BDの対極が「コミPo!」
スランプです。
いや-、マンガについて何か書こうとするのですが、いつものパターンで何かマエフリというかマクラというか、そこを書く段階でもう震災やら原発のことが頭に浮かんできてしまう。半径数メートルのことしか描いてない少女マンガを読んでても、この世界で震災は? とか考えちゃって。
ダメですね、つくづく自分はアマチュアだなあと感じてしまいます。プロのひとたちはこういう気分をふりきって、さらさらっと文章書いちゃうんでしょうね。
マンガ出版における今年最大の事件も、もちろん「震災」ということになっちゃいました。
まず出版・流通の問題。震災をきっかけにジャンプ、マガジン、サンデー、チャンピオンがネットで無料配信されましたし、さらに今後予測される紙不足は、マンガの出版形態を変えてしまうかもしれません。
さらに震災は、マンガのテーマや表現に影響を与える、ことになるだろうと思ってますが、これがはっきりしてくるのはいつのことになるでしょうか。
じつは震災が起こる以前に、これは新しい驚きの事件だなあと思っていたことがふたつありました。ひとつはオルタナティブ系海外コミックの邦訳ラッシュ。
ラッシュは大げさかもしれませんが、こんなに一度に読めるようになるとは。これらの作品に接すると、「マンガ」というものがいかに多彩な表現ができるのかを思い知りますねえ。
もひとつは「コミPo!」の発売です。
わたしも昨年発売当日にダウンロード購入しました。その後もちゃくちゃくとバージョンアップが進んでて、今や首が傾けられるようになってるし、色相、明度、彩度まで自由に変えられるようになってます。
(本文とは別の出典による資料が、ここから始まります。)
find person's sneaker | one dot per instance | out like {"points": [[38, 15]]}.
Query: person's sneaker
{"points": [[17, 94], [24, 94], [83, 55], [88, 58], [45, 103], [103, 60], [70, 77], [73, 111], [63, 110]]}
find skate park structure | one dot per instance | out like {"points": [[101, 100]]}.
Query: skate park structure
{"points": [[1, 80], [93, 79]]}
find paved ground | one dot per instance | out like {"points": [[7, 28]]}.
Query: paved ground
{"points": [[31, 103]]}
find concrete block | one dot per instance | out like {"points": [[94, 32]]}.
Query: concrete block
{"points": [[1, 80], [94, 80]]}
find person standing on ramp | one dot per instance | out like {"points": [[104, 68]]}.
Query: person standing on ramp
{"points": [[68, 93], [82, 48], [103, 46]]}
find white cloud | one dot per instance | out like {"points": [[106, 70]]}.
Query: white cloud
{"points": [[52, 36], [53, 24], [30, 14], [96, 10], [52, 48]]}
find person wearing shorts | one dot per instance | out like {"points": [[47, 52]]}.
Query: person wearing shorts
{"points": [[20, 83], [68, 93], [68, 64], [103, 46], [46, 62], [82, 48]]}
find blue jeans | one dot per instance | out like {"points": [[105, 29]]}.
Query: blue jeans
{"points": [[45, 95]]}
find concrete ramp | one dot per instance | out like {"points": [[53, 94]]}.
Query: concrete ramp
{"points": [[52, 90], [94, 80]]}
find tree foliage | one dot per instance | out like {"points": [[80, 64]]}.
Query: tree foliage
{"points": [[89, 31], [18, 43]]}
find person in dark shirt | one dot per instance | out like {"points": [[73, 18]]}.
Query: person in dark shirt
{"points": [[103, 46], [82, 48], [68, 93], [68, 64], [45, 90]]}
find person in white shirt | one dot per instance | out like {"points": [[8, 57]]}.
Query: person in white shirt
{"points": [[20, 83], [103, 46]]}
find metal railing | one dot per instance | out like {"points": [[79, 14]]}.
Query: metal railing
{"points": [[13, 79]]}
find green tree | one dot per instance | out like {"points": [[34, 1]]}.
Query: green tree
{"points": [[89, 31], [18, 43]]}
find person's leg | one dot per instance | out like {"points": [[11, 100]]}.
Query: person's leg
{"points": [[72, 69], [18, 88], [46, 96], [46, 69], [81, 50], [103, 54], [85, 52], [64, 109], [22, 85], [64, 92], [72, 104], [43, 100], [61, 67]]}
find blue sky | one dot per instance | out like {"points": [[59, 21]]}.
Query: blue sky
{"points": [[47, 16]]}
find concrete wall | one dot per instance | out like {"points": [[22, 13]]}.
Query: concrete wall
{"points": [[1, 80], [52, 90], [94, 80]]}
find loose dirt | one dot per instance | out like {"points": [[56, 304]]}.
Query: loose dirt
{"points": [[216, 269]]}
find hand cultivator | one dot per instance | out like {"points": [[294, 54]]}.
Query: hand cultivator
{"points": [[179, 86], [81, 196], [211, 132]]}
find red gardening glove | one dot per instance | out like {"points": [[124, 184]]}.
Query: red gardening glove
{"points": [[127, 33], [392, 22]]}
ここまでくると「筆」だけがないフォトショップみたいですね。
「コミPo!」関連の書籍もいくつか発売されてますが、そのうちのひとつ。
●『コミPo! マンガ入門』(2011年太田出版、1900円+税、amazon)
出版社からご恵投いただきました。ありがとうございます。
本書はリファンレンスブックではありません。いやそういう部分も少しはあります。まずはいろんなひとがつくった作例。書影を見ていただければわかりますが、豪華なメンバーが参加してます。なかでも驚愕したのが、いまざきいつきの作品。
ネットでも作品が見られますけど、本書に掲載されてるのはちょっとすごいよ。夜のクラブで殺戮がおこる、という作品ですが、光と影の演出がすごい。「コミPo!」だけでここまでの表現が可能であるとは。
そして本書では各氏が「コミPo!」について語ることで、それぞれがマンガ論になってるのですね。この部分は長嶋有のがなかなかおもしろかった。さらに「コミPo!」作者の田中圭一は、あのお下劣な作風からは信じられないくらい、マンガ表現の構造について考えてるひとで(以前に松山で講演を聞いたときにおどろいた)、本書でもその一部を開陳しています。ここも読みどころ。
「コミPo!」の発売は、マンガが記号の集積であることをあらためて明らかにしました。いっぽうで、BDみたいに絵にこだわったマンガもちゃんと存在します。いっぽうのはしっこが「コミPo!」、その逆のはしっこがエマニュエル・ギベール『アランの戦争』。これが同居しているのが今年。
「コミPo!」で描かれたマンガを是とするかどうか、各人で意見が異なるでしょうが、それも含めてマンガというのは大きな世界を持っているのです。
Comments
それはスランプではなく、普通の人なら当然の生理現象なのではないでしょうか。